De Klerk Hits ANC as Chiefs Boycott Talks : Homelands: Mandela gets blame as he arrives in Cape Town for session snubbed by other leaders.
CAPE TOWN, South Africa — Nelson R. Mandela flew to Cape Town to meet South African President Frederik W. de Klerk, who blamed the African National Congress for a snub by four black homeland leaders who boycotted talks with him today.
Mandela, the ANC deputy president, arrived at De Klerk’s Cape Town office this evening with three other ANC leaders for the guerrilla movement’s first official talks with the white rulers it has opposed since its foundation in 1912.
De Klerk said he will ask Mandela about the homeland leaders’ absence.
“It is clear to me that there has been ANC involvement in one way or another. Pressure has been brought to bear,” De Klerk said after meeting the two homeland leaders who showed up.
“I will be discussing it with Mr. Mandela, most definitely so, because I have not tried to interfere in his discussions with anybody in any way whatsoever.”
The stay-at-home leaders denied that pressure had been put on them to boycott the long-scheduled meeting.
In the nominally independent homeland of Venda, army officers overthrew the government in an apparently bloodless coup today.
Venda is regarded as independent by South Africa and its leaders had not been invited to the Cape Town talks.

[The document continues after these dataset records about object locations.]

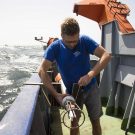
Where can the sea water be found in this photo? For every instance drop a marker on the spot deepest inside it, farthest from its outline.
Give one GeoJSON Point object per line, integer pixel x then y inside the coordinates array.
{"type": "Point", "coordinates": [16, 66]}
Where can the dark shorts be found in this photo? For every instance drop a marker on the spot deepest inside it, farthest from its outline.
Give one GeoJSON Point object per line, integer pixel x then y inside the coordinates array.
{"type": "Point", "coordinates": [91, 99]}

The two non-independent homeland leaders who met De Klerk were KwaZulu Chief Mangosuthu Buthelezi, whose Inkatha movement has been fighting ANC supporters, and Chief Minister Kenneth Mopeli of Qwaqwa.

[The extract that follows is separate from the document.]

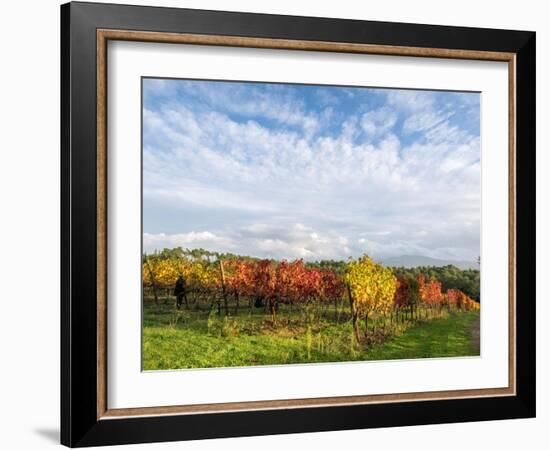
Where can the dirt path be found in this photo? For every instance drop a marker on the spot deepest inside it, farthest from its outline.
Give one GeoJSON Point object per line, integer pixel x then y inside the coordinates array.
{"type": "Point", "coordinates": [474, 333]}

Leaders of the KaNgwane, KwaNdebele, Lebowa and Gazankulu homelands pulled out on the eve of the meeting.
Colored (mixed race) Labor Party leader Allan Hendrickse said Mandela had telephoned him to ask him to boycott the talks.
Hendrickse attended, with Indian community leader J. N. Reddy, but said that in the light of Mandela’s call he diverted the talks from discussion of constitutional reform to focus on a nationwide wave of political violence.